Beyond getting addresses and phone numbers, users can request to be connected automatically to one of the businesses. Callers choose merchant A, B, C or D from the text message and hit “reply”. Receiving that reply, the UpSnap platform initiates calls to both merchant and user, then connects the two. UpSnap charges merchants for this service on a per-use basis.
“The value-add here is tremendous at both ends,” Philipp says. “For businesses, it’s an adaptation of the toll-free model that grew up in the ‘80s. At the end of the month, the business owner gets a bill for the number of calls connected, so he or she only pays for results.” (Businesses also pay for LookSmart listings.) Callers not only get mobile directory assistance for next to nothing, but they don’t have to hang on the phone waiting for the merchant to pick up.

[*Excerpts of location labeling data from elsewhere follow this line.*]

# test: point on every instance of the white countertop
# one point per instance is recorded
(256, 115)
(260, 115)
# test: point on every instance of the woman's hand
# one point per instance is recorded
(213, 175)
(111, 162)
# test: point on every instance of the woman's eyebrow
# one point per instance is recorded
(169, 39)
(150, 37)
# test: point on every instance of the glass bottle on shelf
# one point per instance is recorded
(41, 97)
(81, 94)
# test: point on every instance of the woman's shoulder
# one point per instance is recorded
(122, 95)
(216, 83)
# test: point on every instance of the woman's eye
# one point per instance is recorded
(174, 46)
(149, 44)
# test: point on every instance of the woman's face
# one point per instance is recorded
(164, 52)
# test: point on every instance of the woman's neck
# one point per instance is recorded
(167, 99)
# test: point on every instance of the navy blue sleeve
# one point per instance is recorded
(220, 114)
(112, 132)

Mobile search has recently attracted the attention of some of the biggest engines on the Internet. In late October, Yahoo unveiled a browser-based search feature for Web-enabled phones. That was seen as a counter-move to a Google announcement weeks earlier of an SMS search function for finding local businesses.
Philipp says UpSnap’s query platform is more flexible and usable than Google’s, which relies on zip codes—something travelers rarely have at their fingertips. “Why should you have to remember the zip code for New York if you live in Denver?” he says.
The mobile directory space is just developing, so it can grow in any number of different directions, Philipp says. One possibility is letting merchants include discount coupons in the SMS listings sent to users. Given the upper limit of 160 characters in a text message, the coupons would be short and plain-spoken; but they could be effectively convert already-motivated seekers into buyers.
Another future scenario made possible by UpSnap: A customer prices a power washer at Home Depot, then text-messages UpSnap to search out the address and number of the nearest Lowe’s hardware outlet. He is connected, and the merchant offers him 10% off the list price if he buys in the next 15 minutes.
“That kind of selling is only possible if you catch the consumer in real time at the moment of the buying decision,” Philipp says. “UpSnap can do that.”